I intend using iptables' TPROXY target to redirect some UDP packets to a raw socket, but no packet would received by socket. It work with UDP sockets. Am I missing something or raw socket cannot receive data in level TPROXY works?

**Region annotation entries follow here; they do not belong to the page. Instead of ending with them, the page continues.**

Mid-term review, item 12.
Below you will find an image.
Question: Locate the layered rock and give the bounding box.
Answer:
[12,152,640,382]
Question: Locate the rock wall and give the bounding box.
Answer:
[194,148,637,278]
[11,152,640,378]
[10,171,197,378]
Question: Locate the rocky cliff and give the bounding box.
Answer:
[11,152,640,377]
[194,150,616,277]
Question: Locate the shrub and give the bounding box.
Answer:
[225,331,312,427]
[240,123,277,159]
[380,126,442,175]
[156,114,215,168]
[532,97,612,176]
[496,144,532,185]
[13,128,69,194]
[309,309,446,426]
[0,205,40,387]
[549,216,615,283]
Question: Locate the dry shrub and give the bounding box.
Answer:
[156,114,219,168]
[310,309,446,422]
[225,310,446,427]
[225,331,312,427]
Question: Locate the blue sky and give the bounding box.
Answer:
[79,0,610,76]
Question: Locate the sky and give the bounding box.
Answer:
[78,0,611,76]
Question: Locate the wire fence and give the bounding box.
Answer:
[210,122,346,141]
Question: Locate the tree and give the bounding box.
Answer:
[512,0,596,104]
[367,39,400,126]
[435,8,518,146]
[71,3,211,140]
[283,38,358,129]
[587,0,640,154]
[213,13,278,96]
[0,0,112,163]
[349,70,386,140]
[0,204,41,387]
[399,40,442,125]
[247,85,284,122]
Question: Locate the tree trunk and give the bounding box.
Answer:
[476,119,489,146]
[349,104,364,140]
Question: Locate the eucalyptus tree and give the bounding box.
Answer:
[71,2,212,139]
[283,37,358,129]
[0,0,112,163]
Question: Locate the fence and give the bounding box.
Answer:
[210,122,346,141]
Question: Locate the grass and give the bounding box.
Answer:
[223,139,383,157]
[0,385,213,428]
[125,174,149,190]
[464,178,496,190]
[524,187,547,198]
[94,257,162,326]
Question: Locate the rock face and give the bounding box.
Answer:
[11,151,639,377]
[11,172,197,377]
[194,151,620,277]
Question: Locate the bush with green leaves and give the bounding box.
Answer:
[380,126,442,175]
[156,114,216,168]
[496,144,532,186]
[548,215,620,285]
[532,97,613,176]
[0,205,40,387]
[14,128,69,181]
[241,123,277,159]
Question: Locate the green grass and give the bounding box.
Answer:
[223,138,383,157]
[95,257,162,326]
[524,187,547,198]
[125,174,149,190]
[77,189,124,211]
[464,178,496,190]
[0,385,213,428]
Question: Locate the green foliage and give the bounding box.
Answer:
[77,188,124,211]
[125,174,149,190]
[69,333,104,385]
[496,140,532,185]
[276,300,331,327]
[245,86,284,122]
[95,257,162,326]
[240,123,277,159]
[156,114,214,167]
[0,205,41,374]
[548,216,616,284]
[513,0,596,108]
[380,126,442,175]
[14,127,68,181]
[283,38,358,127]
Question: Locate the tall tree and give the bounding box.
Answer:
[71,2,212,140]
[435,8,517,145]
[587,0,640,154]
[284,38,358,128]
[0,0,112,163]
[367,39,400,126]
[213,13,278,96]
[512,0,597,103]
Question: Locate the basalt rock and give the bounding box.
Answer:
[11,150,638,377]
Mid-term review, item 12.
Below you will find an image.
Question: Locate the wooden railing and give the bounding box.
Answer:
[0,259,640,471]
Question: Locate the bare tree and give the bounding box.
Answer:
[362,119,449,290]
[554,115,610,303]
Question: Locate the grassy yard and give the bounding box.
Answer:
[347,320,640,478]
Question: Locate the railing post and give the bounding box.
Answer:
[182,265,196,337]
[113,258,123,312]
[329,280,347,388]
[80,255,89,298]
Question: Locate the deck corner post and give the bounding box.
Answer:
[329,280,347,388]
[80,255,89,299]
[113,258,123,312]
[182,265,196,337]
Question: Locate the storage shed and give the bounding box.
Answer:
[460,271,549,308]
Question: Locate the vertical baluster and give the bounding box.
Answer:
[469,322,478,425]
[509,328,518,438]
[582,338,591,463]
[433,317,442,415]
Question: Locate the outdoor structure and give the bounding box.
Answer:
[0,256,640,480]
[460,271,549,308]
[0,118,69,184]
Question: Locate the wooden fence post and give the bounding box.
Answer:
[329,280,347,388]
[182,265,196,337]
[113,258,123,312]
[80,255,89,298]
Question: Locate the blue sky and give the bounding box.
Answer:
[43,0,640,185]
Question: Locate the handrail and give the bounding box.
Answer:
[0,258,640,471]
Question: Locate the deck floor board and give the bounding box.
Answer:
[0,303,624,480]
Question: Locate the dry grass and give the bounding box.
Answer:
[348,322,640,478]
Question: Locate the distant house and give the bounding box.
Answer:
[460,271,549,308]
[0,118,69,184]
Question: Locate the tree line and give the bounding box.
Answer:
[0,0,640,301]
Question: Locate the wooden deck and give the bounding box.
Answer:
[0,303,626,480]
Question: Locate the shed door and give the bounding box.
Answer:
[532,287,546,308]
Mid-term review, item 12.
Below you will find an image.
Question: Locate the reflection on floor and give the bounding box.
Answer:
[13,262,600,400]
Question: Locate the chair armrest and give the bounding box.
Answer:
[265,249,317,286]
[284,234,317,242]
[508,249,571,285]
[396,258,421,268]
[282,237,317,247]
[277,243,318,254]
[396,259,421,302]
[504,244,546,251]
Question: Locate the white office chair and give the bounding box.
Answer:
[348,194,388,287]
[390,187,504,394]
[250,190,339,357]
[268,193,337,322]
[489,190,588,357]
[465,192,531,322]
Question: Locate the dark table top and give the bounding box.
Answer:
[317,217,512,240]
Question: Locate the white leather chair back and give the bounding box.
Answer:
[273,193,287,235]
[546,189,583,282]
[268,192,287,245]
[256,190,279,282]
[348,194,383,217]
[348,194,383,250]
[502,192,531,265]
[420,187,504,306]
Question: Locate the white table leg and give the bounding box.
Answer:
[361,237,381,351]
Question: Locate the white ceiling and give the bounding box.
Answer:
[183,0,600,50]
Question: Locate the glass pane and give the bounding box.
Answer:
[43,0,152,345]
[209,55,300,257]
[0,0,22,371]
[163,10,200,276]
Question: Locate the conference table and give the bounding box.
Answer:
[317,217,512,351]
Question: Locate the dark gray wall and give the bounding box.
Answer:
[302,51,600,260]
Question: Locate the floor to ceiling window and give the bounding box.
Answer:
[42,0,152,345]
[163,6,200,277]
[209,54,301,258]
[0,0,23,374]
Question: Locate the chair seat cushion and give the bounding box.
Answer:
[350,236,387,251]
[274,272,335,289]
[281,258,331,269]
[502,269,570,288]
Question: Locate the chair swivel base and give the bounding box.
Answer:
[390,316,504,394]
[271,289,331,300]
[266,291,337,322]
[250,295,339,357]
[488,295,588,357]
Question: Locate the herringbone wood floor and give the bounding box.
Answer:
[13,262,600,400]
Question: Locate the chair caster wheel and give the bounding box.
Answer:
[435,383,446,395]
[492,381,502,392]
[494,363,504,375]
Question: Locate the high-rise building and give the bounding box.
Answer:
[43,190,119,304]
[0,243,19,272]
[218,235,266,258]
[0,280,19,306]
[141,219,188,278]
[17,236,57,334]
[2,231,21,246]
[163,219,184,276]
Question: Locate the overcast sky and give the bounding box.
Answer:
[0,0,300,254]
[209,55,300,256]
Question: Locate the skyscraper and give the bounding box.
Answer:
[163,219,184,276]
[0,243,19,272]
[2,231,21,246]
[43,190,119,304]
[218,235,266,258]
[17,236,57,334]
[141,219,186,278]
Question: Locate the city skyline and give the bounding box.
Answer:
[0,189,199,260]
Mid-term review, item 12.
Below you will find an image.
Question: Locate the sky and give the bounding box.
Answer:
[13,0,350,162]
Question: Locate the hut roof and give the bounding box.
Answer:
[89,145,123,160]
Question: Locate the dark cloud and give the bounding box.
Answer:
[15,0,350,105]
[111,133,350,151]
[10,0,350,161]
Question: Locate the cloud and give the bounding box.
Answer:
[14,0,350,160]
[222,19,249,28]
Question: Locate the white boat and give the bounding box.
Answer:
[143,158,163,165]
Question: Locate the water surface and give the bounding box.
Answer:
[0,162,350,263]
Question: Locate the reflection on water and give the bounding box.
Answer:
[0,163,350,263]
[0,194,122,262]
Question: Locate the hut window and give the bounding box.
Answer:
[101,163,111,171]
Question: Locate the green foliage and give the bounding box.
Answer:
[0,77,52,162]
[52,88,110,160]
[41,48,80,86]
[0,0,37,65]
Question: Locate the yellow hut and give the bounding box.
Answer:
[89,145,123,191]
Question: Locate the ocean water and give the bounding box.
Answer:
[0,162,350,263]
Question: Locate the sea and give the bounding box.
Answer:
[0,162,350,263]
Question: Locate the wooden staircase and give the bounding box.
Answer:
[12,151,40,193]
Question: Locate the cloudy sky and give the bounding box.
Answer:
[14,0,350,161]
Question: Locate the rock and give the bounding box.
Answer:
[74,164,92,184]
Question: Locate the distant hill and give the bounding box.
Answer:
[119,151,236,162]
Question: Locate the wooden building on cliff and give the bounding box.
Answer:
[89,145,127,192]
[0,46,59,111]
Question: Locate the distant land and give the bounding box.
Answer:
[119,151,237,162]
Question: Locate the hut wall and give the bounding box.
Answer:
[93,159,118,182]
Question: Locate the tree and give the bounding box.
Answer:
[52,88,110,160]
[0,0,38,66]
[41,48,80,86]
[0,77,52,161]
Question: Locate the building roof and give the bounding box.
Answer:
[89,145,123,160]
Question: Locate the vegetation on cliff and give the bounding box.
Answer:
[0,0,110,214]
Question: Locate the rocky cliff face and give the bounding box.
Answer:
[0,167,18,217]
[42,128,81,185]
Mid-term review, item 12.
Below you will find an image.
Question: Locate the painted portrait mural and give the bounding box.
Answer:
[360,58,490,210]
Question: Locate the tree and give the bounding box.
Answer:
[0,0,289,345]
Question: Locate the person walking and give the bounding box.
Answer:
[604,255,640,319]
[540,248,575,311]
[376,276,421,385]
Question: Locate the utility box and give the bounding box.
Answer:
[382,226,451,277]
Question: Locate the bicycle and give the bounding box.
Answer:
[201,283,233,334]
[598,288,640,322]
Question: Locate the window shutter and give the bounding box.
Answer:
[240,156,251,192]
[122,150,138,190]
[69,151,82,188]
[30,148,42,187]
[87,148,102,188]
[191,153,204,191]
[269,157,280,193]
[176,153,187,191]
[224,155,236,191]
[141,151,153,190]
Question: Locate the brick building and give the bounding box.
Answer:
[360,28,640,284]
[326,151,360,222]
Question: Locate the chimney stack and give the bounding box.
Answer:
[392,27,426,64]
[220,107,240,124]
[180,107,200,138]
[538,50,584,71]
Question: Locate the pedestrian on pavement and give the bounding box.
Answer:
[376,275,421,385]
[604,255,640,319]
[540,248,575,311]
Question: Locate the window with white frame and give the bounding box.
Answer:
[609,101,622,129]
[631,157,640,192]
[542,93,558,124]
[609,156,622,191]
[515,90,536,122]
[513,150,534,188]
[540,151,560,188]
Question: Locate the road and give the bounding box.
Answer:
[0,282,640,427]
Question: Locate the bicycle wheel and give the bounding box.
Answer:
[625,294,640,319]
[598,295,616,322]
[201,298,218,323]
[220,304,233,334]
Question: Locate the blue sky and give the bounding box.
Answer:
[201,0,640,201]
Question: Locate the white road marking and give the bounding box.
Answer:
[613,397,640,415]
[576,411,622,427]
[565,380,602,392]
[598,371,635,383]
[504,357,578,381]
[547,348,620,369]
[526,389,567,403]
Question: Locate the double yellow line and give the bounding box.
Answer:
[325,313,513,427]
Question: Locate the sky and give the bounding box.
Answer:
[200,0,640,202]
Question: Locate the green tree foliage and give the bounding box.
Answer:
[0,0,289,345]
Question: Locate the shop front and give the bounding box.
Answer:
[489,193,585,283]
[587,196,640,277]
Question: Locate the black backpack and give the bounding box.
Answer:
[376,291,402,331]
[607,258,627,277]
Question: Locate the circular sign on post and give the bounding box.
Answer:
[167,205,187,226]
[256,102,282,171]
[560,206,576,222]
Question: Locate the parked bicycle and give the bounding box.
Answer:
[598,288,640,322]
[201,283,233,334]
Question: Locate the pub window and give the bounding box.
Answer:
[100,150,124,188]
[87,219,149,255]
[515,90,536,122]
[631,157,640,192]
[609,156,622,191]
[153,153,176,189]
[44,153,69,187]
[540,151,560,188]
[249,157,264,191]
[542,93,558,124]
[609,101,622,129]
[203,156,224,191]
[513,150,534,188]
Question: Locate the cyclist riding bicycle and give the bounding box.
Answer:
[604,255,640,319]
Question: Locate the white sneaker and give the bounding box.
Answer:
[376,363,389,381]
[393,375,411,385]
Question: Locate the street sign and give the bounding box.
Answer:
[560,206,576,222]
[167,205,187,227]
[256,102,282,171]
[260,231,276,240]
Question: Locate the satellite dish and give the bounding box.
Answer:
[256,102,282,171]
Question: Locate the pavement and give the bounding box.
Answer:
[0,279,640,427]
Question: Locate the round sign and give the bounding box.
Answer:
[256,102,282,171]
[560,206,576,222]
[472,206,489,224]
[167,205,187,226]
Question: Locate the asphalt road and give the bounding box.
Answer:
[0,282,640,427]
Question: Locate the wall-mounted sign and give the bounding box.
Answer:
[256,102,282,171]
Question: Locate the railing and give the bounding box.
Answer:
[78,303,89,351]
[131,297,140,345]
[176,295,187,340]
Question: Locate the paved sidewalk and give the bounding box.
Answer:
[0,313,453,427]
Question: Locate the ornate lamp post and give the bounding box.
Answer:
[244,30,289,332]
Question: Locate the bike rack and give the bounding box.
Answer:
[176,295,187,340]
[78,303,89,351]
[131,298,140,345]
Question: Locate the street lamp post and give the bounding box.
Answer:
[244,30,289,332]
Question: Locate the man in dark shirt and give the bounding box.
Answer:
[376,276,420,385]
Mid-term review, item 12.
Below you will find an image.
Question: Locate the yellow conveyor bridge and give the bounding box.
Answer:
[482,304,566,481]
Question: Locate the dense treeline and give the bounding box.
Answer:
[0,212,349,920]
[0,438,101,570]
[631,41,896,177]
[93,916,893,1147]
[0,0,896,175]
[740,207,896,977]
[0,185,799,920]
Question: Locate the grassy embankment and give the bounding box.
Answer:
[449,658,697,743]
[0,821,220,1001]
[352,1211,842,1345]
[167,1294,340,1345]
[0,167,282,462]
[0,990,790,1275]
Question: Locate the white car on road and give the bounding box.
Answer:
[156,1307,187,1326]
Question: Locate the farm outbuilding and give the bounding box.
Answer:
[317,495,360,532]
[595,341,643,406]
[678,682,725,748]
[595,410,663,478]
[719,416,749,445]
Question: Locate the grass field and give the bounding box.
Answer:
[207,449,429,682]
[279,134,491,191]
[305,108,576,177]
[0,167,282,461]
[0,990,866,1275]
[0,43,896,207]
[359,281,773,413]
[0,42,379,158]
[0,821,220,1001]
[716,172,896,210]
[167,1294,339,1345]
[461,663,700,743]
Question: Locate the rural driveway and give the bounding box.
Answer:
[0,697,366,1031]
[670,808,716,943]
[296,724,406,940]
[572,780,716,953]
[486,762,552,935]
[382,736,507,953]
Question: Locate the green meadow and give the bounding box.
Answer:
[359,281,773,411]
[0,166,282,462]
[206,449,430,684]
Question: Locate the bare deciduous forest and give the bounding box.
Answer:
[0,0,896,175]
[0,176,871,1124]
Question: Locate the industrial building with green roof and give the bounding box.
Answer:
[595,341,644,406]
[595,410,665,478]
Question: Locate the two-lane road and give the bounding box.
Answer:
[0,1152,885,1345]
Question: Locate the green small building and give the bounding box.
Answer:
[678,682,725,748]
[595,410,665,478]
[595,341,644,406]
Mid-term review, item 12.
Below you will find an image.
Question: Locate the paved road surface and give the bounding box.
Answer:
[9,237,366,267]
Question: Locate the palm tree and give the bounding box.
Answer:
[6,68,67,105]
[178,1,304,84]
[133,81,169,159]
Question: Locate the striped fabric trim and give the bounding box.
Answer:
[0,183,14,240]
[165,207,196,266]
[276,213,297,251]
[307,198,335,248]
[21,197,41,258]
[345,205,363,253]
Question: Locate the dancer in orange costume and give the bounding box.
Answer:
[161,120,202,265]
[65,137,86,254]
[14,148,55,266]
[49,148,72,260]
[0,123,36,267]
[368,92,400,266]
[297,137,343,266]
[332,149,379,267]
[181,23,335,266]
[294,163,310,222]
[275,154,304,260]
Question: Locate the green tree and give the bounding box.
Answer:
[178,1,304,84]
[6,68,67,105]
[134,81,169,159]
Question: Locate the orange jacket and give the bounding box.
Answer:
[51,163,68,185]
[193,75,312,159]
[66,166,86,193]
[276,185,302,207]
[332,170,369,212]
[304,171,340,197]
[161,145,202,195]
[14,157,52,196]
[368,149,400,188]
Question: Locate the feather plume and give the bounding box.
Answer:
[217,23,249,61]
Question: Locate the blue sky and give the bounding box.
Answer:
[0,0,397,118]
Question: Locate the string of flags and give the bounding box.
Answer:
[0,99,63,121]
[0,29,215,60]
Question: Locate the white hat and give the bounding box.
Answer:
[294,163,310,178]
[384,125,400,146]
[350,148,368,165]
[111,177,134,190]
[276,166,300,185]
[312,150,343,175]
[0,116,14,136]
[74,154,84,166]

iptables -A PREROUTING -t mangle -p udp --dport 8816 --dst 127.0.0.1 -j TPROXY --on-port 0 --on-ip 127.0.0.2
Code for consuming redirected packets:
#include <stdlib.h>
#include <sys/socket.h>
#include <netinet/in.h>
#include <stdio.h>
char _errstr[100];
#define CHECK(X) \
if (! (X)) {\
sprintf(_errstr, "%d: check failed", __LINE__);\
perror(_errstr);\
exit(1);\
}
int main() {
int r;
int fd = socket(AF_INET, SOCK_RAW, IPPROTO_UDP);
CHECK(fd != 0);
int val = 1;
CHECK(setsockopt(fd, SOL_IP, IP_TRANSPARENT, &val, sizeof(val))== 0);
char buff[1500] = {0};
struct sockaddr_in addr;
addr.sin_family = AF_INET;
addr.sin_addr.s_addr = inet_addr("127.0.0.2");
r = bind(fd, (struct sockaddr* )&addr, sizeof(addr));
CHECK(r == 0);
r = read(fd, buff, 1500);
CHECK(r >= 0);
int c;
for (c=0; r>c; c++)
printf("%02X ", 0xFF & *(buff + c));
return 0;
}
I tested with netcat (nc -u 127.0.0.1 8816) and saw IPTables rule matches but no packet sent to raw socket.